Leaving aside the specific mandates from the state, it’s still a worthwhile question, maybe the worthwhile question, when discussing curriculum.
One tack is the Standard Educator Line©:
Well, we live in a high tech world. [Teacher then selects an example.] You need to know about gene technology and GMO’s, for instance, so you can understand what is in the news.
Let's dive into the student brain: Ah, yes, so we can digest the news—every day I wake up, plug my iPod into the internet, and download the latest podcast on how we can cram every last vitamin into a brussels sprout. Or make a bean glow in the dark. Or make a banana an edible vaccine.

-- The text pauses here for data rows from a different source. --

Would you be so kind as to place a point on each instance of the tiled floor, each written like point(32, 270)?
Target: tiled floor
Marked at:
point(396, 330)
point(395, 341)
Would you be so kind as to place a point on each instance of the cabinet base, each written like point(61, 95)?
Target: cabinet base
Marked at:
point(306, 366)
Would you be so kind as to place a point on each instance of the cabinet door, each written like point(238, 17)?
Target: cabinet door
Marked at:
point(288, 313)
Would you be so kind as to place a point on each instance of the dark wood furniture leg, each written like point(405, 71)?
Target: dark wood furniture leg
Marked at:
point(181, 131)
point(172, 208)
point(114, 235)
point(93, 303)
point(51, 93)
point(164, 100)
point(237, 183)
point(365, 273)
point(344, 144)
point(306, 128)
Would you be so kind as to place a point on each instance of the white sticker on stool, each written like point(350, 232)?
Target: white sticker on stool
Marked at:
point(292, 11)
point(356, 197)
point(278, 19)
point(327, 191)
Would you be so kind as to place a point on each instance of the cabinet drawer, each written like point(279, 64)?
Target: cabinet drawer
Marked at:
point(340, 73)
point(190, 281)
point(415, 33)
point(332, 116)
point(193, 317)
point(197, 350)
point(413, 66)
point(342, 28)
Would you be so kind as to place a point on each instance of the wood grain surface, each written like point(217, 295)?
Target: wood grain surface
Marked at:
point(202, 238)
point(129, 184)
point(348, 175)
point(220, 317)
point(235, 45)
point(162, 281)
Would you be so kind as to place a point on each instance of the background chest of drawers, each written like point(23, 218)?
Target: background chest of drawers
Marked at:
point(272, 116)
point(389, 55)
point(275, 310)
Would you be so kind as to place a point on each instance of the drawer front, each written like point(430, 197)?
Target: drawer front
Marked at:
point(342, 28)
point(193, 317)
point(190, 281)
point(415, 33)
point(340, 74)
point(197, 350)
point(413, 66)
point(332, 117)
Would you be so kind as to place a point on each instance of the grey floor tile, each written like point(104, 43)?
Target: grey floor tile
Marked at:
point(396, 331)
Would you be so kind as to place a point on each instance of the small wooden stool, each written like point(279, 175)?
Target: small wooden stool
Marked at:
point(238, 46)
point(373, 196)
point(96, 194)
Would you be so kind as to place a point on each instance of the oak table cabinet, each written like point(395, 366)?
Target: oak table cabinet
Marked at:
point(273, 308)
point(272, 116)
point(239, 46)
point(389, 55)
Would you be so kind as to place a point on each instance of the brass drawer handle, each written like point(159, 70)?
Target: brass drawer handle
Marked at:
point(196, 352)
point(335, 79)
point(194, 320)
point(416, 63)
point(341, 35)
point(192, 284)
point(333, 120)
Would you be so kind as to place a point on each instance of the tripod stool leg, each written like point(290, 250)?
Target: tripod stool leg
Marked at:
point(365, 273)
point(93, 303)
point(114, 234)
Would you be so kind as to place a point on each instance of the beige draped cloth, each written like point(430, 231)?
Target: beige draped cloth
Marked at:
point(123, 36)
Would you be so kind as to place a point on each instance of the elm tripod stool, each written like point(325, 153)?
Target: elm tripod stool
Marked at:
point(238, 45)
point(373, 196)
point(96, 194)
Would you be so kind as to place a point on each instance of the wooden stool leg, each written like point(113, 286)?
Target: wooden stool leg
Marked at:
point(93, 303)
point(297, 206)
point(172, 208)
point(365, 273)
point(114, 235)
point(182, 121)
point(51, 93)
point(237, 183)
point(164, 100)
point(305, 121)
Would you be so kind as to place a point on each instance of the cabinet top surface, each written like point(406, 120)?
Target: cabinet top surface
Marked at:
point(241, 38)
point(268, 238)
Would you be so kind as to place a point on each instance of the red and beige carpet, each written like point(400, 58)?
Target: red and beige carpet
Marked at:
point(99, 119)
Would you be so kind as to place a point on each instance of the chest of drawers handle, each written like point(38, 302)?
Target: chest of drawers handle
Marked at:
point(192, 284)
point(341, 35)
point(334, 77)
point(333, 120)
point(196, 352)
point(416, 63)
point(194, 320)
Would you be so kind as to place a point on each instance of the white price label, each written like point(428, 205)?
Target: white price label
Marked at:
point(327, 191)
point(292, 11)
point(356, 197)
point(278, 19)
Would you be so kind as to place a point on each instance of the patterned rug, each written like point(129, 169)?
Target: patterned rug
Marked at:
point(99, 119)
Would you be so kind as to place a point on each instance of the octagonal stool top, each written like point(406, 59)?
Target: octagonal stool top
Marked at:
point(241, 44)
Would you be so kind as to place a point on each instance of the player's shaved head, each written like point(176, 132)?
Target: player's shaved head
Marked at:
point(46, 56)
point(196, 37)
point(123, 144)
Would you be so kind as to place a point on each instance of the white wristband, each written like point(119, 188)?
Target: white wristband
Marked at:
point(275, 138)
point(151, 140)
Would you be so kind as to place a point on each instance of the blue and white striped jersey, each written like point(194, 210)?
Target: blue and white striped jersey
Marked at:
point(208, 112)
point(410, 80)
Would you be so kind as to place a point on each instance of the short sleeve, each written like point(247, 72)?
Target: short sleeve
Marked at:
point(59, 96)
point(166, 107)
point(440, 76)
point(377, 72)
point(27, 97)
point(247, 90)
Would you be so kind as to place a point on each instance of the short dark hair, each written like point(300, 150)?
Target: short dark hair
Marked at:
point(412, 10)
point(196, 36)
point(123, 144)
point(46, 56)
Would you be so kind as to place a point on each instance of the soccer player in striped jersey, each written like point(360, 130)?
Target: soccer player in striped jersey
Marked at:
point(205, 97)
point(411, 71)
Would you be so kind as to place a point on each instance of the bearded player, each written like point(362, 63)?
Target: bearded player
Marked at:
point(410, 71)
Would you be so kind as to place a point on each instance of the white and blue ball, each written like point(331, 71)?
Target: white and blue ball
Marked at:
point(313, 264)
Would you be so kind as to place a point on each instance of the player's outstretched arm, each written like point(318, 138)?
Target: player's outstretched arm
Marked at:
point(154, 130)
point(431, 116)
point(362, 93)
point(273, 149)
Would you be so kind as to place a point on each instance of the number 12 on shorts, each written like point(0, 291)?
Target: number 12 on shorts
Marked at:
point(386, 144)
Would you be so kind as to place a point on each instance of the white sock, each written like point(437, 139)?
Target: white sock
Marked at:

Beyond student cynicism, though, we might well question just what a student needs to know about gene technology in order to participate in democracy. Again, the short answer may very little, at least in the technical aspects.
We all need context.
The natural world (or for me, just “world” without the safety of “natural”) exceeds our imagination. Our imagination exceeds the digital world. It is worth pursuing. It will remain ultimately unknowable, and it will remain worth pursuing.
No sense fretting about what your kids know about vectors and sequencing until they have some clue the big ideas in biology.
In order to understand (technically) gene splicing you need to understand (technically) how eukaryotic genes work which requires technical understanding about exons and introns which require technical understanding of spliceosomes which require grasping RNA and protein structures…it’s turtles all the way down.
Somewhere along the way we lose the student, and, I daresay, a significant percent of the public school science teachers. We point snurpy fingers at each other—“You introduced spliceosomes?! What were you thinking?” And so it goes.
And here is where I ask the cynics among you to hush—just because most of us cannot do this, and the few of us who might be able to still would need more hours a day the Earth currently blesses us with, does not mean the goal is silly or cosmic or ethereal or mystic or whatever other word that blurs and demeans the wonder.
Many of my students have ADD—awe deficit disorder. It's hard to teach awe. Even harder to test it. (Looks like Richard Louv tackled this in Last Child in the Woods, in which he coins Nature-Deficit disorder--I need to get my hands on his book.)
Testing recall of gene technology, however, is easy. Throw a few terms on a multiple choice question, have the students bubble away with their #2 pencils, and crunch the results.
Predictably, a small fraction of the students get it right—one advantage of multiple choice questions is that at least a few students will darken the right bubble.
Teaching science in a classroom, outside of the larger cultural context, and largely through LED projectors and text, doesn’t work well for most students under most teachers, excepting the rare charismatic visionary who spins rainbows on desktops, mesmerizing her flock with her ability to open up the natural world that outside the room (and ultimately within the room for those who wake up fully).
I want to know how to bridge that gap.